20-23 Temmuz 2013 tarihlerinde Londra'da düzenlenen belgesel filmleri festivali Open City Documentary Festival, dünyanın dört bir yanından farklı hikayelerin anlatıldığı belgeselleri bir araya getiriyor.
Festival kapsamında farklı konu başlıkları altında gösterilen filmler arasında bu yıl kent filmleri yer aldı. Kent hikayeleri başlığı altında gösterilen belgeseller modern kent hayatının zorluklarını, kentlerin yok olmaya yüz tutmuş değerlerini ortaya koyuyor.
Venedik’i bu kez turistlerin değil, yerel halkın gözünden izliyoruz. Zaman geçtikçe suların daha da yükseldiği Venedik, İtalya’nın en gözde turistik kentlerinden biri. Peki bugüne kadar turizm kimliğiyle öne çıkan bu kenti sakinleri nasıl anlatıyor, kenti nasıl deneyimliyor? Turizm endüstrisinin ardındaki farklı bir hayatı anlatan Andreas Pichler imzalı film En İyi Kent Filmi Ödülü’ne aday gösterildi.
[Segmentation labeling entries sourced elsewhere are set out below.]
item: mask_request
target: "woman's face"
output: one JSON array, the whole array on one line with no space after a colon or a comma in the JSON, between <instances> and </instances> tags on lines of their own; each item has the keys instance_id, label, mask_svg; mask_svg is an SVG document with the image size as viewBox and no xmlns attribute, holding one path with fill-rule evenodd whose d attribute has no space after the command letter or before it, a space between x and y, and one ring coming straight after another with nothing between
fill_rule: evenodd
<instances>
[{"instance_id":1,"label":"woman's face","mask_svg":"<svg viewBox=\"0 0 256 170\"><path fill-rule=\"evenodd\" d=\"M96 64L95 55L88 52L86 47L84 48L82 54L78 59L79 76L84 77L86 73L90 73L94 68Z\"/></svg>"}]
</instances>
Günümüzde nüfusun %50’si kentlerde yaşarken mega kentlerde yaşamak bir yandan büyüleyici bir yandan da kaotik. 40 yıldır kentlerde insan davranışları üzerine çalışan Danimarkalı mimar Jahn Gehl, modern kentlerde insan etkileşiminin nasıl yok olduğunu, insan ihtiyaçlarının konu edileceği bir kent yaşamının nasıl kurulabileceğini tartışıyor.
Yapılı çevre ve yaşam kalitesi arasındaki ilişkiye odaklanarak sosyal projeler üreten kentsel tasarım ofisi Gehl Architects’in katkılarıyla hazırlanan, yönetmenliğini Andreas M. Dalsgaard’ın yaptığı belgesel En İyi Kent Filmi Ödülü’nün kazananı oldu.
Bir zamanlar neredeyse her kentte var olan sayısız nehir bugün nasıl yok oldu? Kentler büyüdükçe kirlenmeye başlayan nehirler kanallara dönüştü. Kentlerdeki yıllar önce kaybolmuş nehir ağlarını keşfetmek üzere harekete geçen bir grubun çalışmalarını belgeleyen film Montreal, Toronto, New York ve Londra’daki yer altı nehirlerinin izini sürüyor. Dünyanın dört bir yanından kent bilimciler, aktivistler ve sanatçıların yardımlarıyla kentsel su yollarının tarihini ortaya çıkarmaya çalışan film yaratıcısı Caroline Bâcle.